Another Banking Veteran Against Bitcoin
It comes as no surprise that the CEO of one of the largest investment firms in the legacy financial system thinks Bitcoin is odd, and not a sound investment.
However, Schwarzman did admit that he has no interest in Bitcoin because he can’t understand it. To be fair, this is a refreshing admission when considering his fellow industry leaders, Jamie Dimon and Mark Mobius, who refused to admit they don’t understand Bitcoin while bashing it.
The investment veteran believes that blockchain has its pros, but it shouldn’t be applied to a non-tradeable commodity.
Looking at the all-round possibilities for an execution environment using blockchain, Schwarzman concedes that blockchain adoption is imminent.
It is easy to understand where he’s coming from when Schwarzman critiques Bitcoin. As a legacy banker, you would not expect him to support an ecosystem that is fighting against his bread and butter.
Controlled currency has always been a norm in the modern world, and Schwarzman is uncomfortable with the notion of decentralization because he’s used to a system where the government runs a monopoly on money.

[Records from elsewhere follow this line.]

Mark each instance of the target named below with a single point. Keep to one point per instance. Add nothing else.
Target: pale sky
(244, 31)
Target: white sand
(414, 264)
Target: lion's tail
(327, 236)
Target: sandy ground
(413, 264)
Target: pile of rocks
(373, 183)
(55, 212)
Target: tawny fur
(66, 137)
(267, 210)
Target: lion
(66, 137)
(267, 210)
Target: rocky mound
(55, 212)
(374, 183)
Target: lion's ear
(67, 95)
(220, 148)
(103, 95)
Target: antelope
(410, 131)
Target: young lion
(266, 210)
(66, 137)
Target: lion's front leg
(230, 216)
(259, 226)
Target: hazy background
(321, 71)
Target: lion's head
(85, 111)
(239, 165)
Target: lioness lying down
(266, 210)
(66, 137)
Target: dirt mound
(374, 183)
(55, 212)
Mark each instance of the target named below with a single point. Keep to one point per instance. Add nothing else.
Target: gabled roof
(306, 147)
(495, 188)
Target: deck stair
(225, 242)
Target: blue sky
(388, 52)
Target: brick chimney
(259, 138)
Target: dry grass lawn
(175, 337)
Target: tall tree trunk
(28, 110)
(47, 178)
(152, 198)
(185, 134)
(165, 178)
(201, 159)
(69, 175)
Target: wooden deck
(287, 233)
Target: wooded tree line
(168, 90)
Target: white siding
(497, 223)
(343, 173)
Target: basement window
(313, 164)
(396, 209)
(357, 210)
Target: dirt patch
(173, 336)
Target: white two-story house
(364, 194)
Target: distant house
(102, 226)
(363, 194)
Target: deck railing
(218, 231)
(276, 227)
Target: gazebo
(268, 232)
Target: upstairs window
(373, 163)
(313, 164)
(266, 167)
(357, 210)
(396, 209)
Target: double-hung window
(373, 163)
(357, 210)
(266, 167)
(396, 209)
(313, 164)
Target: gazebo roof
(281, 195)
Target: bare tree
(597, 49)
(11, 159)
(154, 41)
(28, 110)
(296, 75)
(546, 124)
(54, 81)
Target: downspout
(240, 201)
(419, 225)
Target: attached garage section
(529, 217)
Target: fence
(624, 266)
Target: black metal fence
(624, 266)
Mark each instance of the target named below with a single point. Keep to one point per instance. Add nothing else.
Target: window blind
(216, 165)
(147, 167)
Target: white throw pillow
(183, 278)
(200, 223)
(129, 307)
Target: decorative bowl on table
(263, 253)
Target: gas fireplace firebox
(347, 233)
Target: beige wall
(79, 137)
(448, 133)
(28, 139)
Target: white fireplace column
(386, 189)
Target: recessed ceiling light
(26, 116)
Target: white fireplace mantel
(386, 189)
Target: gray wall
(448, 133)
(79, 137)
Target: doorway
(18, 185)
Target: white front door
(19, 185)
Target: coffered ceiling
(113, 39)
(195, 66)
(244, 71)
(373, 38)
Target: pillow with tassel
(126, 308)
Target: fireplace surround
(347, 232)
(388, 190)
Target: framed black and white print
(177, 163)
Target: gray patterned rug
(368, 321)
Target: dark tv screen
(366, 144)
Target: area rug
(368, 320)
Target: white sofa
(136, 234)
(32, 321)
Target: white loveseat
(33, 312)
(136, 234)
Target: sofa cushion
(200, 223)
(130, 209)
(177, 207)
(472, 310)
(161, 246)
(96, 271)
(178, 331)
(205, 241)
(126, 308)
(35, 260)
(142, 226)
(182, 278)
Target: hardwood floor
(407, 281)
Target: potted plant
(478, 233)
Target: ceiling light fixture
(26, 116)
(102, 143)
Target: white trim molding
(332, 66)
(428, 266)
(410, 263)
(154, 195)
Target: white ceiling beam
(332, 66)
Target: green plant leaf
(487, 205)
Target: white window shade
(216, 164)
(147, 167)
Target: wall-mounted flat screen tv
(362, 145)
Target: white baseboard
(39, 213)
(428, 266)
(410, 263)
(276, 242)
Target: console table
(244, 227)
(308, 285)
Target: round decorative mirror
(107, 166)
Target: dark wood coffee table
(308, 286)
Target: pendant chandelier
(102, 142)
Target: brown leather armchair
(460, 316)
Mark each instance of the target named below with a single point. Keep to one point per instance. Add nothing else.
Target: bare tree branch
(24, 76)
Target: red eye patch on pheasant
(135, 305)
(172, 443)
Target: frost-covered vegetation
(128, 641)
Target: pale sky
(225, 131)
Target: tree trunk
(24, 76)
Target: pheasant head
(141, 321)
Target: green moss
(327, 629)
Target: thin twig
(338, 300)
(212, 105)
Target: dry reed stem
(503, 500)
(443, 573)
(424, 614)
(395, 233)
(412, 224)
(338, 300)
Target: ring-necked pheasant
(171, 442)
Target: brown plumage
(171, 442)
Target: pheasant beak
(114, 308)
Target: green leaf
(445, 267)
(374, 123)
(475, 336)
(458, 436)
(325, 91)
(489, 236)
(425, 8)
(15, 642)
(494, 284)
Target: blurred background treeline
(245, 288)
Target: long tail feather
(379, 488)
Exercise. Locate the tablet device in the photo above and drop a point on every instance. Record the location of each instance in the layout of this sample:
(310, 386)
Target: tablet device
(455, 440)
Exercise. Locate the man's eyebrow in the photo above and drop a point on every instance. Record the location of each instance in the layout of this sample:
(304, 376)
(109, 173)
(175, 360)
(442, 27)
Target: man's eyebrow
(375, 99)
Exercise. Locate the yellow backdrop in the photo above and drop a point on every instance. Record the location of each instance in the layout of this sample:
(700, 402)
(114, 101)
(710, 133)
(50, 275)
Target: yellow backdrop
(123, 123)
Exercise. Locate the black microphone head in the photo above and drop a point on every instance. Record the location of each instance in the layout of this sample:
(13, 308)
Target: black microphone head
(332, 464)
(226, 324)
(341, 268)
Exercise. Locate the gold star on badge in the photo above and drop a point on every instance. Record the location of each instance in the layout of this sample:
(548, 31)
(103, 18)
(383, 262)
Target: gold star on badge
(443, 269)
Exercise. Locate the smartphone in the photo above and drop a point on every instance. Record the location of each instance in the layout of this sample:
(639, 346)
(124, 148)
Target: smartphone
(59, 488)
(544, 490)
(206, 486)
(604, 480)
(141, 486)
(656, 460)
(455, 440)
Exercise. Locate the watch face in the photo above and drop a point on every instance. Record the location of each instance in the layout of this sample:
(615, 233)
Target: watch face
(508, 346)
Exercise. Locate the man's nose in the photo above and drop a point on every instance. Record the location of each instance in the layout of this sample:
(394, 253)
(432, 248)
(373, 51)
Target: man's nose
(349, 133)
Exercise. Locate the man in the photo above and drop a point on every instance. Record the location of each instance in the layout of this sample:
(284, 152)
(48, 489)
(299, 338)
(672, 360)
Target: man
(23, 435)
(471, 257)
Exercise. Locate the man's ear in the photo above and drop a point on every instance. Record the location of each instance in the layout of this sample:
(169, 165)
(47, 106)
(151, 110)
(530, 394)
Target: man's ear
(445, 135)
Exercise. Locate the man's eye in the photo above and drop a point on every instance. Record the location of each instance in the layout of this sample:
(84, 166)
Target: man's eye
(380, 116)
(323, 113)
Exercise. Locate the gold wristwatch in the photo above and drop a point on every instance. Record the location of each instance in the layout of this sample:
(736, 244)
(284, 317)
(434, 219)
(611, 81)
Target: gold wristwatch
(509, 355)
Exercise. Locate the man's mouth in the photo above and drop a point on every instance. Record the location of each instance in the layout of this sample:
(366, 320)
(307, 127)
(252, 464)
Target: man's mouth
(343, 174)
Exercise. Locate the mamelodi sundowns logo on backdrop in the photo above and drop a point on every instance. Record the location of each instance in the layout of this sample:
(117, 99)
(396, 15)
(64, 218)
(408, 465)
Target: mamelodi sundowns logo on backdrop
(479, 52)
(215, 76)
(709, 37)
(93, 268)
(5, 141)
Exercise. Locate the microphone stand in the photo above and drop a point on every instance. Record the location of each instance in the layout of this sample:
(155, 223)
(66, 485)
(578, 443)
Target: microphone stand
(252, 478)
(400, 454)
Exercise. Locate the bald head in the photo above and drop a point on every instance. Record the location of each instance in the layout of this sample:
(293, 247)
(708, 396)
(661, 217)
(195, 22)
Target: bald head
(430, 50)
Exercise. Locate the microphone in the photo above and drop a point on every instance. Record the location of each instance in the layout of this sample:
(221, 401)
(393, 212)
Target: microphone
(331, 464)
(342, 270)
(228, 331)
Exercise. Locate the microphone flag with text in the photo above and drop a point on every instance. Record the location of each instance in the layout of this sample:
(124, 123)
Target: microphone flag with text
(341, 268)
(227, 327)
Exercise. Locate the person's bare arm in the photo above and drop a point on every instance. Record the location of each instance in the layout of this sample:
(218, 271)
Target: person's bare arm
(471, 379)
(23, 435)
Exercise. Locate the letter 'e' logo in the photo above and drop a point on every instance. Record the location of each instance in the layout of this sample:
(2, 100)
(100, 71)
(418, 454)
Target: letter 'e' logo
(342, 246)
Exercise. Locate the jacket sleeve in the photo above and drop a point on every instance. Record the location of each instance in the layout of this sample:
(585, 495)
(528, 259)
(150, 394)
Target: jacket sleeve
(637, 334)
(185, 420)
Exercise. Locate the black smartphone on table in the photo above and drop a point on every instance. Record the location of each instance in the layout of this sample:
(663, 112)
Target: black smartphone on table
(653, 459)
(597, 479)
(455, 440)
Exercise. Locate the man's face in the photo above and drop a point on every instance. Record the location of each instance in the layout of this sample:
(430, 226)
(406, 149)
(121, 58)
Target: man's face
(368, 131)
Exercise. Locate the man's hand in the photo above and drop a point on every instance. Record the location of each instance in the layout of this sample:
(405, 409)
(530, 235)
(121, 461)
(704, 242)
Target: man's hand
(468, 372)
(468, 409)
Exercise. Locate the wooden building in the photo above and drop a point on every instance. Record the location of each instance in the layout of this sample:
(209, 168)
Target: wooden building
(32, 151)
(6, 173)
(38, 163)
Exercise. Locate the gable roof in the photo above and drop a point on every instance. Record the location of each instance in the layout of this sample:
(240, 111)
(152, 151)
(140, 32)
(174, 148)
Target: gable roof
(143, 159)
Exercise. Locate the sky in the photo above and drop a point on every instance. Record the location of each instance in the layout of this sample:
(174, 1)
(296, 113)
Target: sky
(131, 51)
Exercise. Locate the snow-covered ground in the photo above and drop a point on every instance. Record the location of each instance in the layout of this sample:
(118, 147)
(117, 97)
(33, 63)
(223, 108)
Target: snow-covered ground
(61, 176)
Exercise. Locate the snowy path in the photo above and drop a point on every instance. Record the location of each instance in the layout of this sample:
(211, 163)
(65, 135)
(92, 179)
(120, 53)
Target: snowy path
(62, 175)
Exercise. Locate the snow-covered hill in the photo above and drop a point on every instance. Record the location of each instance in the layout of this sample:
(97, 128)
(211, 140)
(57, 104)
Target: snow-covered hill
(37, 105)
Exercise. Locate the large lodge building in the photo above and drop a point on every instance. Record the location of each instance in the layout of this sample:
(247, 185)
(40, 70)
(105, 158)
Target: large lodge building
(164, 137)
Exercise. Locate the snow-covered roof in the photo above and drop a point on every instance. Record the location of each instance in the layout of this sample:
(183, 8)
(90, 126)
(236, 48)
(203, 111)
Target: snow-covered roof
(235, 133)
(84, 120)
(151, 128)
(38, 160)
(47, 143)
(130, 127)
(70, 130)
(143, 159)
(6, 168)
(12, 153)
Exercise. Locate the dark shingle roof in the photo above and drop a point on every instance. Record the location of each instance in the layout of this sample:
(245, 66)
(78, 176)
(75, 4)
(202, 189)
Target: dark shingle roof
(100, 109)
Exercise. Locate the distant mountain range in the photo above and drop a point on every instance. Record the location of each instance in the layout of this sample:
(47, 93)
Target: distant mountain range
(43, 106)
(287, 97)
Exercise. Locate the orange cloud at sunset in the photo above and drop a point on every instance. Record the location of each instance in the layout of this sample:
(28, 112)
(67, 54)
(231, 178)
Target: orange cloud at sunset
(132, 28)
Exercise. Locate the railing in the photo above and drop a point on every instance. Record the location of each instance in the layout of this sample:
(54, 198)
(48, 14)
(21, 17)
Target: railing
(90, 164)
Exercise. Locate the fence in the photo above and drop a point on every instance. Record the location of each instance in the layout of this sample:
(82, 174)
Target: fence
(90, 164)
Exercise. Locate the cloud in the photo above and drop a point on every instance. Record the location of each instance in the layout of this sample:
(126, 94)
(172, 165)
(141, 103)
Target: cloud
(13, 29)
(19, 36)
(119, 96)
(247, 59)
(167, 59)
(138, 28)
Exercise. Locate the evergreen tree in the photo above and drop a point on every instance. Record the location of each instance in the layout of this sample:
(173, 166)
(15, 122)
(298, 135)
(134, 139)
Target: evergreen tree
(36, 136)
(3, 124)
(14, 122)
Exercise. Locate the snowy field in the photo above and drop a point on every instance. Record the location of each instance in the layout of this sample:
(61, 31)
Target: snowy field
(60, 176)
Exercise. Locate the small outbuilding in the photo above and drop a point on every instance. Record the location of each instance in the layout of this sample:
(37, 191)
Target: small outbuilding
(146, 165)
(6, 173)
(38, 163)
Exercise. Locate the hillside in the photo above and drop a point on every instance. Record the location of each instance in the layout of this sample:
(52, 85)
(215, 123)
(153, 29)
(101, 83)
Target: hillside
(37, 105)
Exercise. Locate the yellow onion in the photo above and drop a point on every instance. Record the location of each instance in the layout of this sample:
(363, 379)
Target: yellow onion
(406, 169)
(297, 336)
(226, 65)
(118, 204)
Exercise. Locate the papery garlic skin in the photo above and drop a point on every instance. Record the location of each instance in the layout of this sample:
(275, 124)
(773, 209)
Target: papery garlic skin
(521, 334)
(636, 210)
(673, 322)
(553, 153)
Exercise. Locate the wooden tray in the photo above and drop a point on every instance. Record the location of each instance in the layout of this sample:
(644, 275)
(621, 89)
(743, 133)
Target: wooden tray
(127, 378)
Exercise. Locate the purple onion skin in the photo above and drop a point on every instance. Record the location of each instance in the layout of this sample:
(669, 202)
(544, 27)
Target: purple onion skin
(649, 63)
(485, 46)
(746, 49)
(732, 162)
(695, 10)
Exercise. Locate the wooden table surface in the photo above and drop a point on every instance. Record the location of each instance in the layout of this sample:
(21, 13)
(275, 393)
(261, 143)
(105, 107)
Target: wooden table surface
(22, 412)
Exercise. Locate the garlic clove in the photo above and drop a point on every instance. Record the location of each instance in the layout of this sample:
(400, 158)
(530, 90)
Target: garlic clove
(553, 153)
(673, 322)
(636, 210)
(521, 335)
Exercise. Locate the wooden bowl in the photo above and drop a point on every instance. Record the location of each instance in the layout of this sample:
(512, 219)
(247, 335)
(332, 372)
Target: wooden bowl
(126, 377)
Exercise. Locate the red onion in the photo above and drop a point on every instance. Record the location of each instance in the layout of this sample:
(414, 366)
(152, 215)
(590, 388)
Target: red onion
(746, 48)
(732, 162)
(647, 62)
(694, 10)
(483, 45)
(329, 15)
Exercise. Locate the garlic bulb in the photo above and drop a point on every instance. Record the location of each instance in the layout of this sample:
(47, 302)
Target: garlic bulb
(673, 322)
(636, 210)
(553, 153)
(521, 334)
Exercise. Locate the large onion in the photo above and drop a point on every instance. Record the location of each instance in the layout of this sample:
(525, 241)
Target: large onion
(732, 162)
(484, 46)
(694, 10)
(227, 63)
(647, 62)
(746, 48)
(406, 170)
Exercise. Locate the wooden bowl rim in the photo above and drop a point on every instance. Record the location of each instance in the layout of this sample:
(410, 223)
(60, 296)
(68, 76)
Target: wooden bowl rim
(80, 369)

Bitcoin and Criminal Activity
Despite his negative perception of Bitcoin, Schwarzman believes that if cryptocurrencies can solve the issue of controlling money supply and eradicating criminal behavior, they should be allowed to operate.
This comes in stark contrast to treasury secretary, Steve Mnuchin, who believes that cryptocurrencies inherently promote money laundering and criminal activity.
Once again, a refreshing take by a veteran banker who sees the potential in innovative technologies beyond the narratives created by the mainstream media and government.
A study earlier this year revealed that less than two percent of Bitcoin transactions are associated with criminal behavior, and that illicit trade is still fundamentally fuelled by paper currency, owing to their intrinsically private nature.